Methods: A cell-based reporter consisting of a Tet-inducible promoter, prothrombin signaling peptide, the FIX GLA domain, and a transmembrane domain was genomically integrated into HEK293T cells using Bxb1 recombinase. After integration, cells expressing variant or wildtype FIX GLA domain at their cell surface were incubated with 50nM vitamin K +/- 100 µM warfarin, stained with a APC-conjugated FIX carboxylation-specific antibody, and then analyzed using flow cytometry in triplicate. For variant comparison, the median of each fluorescence measurement was taken and scaled such that warfarin-treated cells were zero and wildtype cells were one.

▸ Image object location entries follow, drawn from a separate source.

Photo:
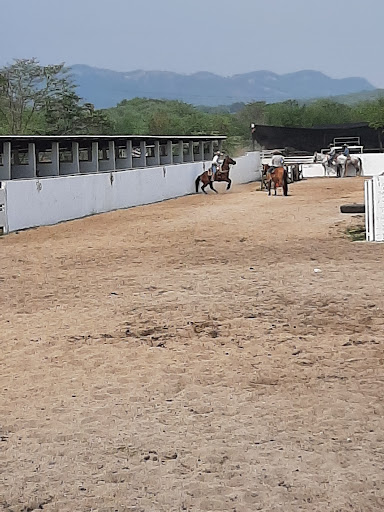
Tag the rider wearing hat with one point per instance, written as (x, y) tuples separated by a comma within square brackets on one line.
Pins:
[(215, 163), (277, 161), (331, 154)]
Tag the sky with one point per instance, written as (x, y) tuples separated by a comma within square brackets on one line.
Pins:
[(341, 38)]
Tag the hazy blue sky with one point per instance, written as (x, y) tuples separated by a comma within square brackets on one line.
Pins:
[(339, 37)]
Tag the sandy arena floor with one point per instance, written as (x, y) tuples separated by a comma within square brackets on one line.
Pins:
[(185, 356)]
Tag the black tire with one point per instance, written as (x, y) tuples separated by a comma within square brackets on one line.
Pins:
[(352, 208)]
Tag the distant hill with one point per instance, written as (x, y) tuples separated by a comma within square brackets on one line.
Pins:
[(105, 88)]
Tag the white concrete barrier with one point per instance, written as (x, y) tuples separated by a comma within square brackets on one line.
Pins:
[(373, 163), (46, 201), (374, 209)]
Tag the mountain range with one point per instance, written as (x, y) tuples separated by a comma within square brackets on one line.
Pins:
[(105, 88)]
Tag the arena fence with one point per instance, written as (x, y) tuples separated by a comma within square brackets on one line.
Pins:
[(46, 201), (374, 209)]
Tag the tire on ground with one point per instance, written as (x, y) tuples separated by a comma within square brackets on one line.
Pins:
[(352, 208)]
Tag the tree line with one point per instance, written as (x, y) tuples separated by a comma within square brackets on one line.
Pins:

Results: Cells expressing GLA domain variants from patients with hemophilia B showed complete or near complete loss of carboxylation. Variant E79A, isolated from a patient with moderate hemophilia, showed the highest γ-carboxylation of any variant, approximately 25% of wildtype. Another variant from a patient with severe hemophilia at the same site, E79K was indistinguishable from warfarin-treated FIX.
Conclusions: We employed a reporter assay for FIX variants to test their effect on the degree of carboxylation, and by proxy, pro-coagulant activity. Variants from patients with hemophilia B show a quantitative loss in the degree of carboxylation that appears to correlate with disease severity, indicating a potential loss of function mechanism.